• Majestic Vienna

    13 September, Austria ⋅ ☁️ 19 °C

    This morning we made our way to Josefplatz, right in the middle of Imperial Vienna. We had tickets for a performance at The Spanish Riding School, by the famous Lipizzaner horses. The arena in which they perform is simply fantastic; elliptical in shape, of classical design with 46 Corinthian columns supporting the domed roof & three amazing chandeliers to light their way. These Spanish horses were first brought to Austria by Emperor Maximilian 11 in 1562. In 1580 they were given the name Lipizzaner after a stud farm in Trieste and around the same time the first riding hall was built. The baroque building we see today was completed in 1735, under the reign of Karl V1. On entry to the arena horse and riders ‘bow’ to their founders portrait which is positioned over the royal box. The elegant white stallions that perform are born black and only acquire their dazzling white coats between the ages of 4 and 10. The training of both horse and rider is long and extensive. The ‘ballet’ they perform lasts an hour and is highly disciplined, technical and in three parts. The overall effect is quite magnificent in a setting to match. Photographs are not permitted during the performance, not wishing to startle the horses, but I have included some of the arena.
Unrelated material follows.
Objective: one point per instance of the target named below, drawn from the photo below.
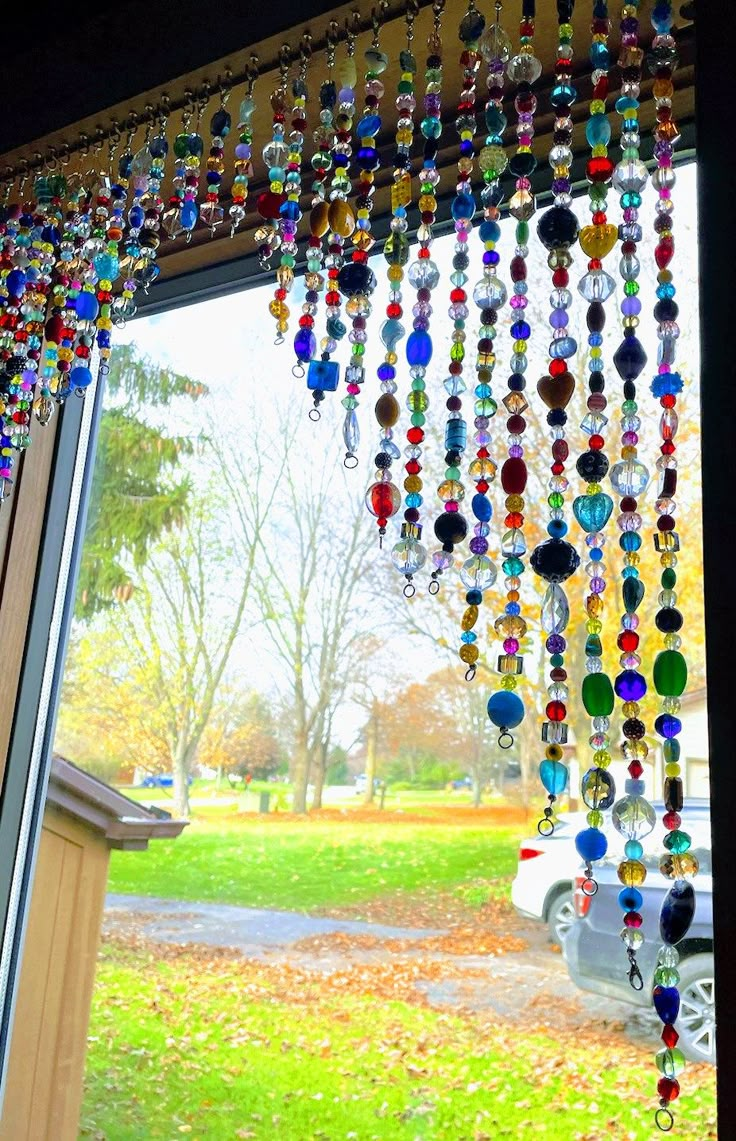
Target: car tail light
(581, 901)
    After all this artistry a call at one of Vienna’s famous coffee houses was definitely called for. Demel was close by and we soaked in the atmosphere, enjoyed a first class coffee and it was time to sample an apple strudel and vanilla sauce, having ticked off the Sackertorte in Salzburg. Well, it’s almost obligatory isn’t it? Before leaving I purchased some of their special candied violets. The cafe would supply candied violet sorbet to Empress Elizabeth or Sisi as she was known.
    We spent the rest of the day exploring the old part of Vienna in all its glory. The Cathedral is at its heart and known as Stephansdom or ‘Steffl’ to the locals. It is pure Gothic, although parts of it date back to the 11th century. The Cathedral was badly damaged by bombing during World War 11 and was lovingly rebuilt from the ashes as a symbol of hope for the future. We were lucky enough to listen to the choir and accompanying orchestra rehearsing for a performance this evening.
    Vienna was of course the capital of the Habsburg Empire for centuries and at its centre is the Hofburg, Vienna’s former Imperial Palace. It is a vast grand building surrounded by museums, the Parliament building, the Burg Theatre and others in similar classic style. I am sure the idea was to ensure any visitor to Vienna was seriously impressed and intimidated by the power of the Emperor and the Hapsburg dynasty and you would be hard pressed not to be.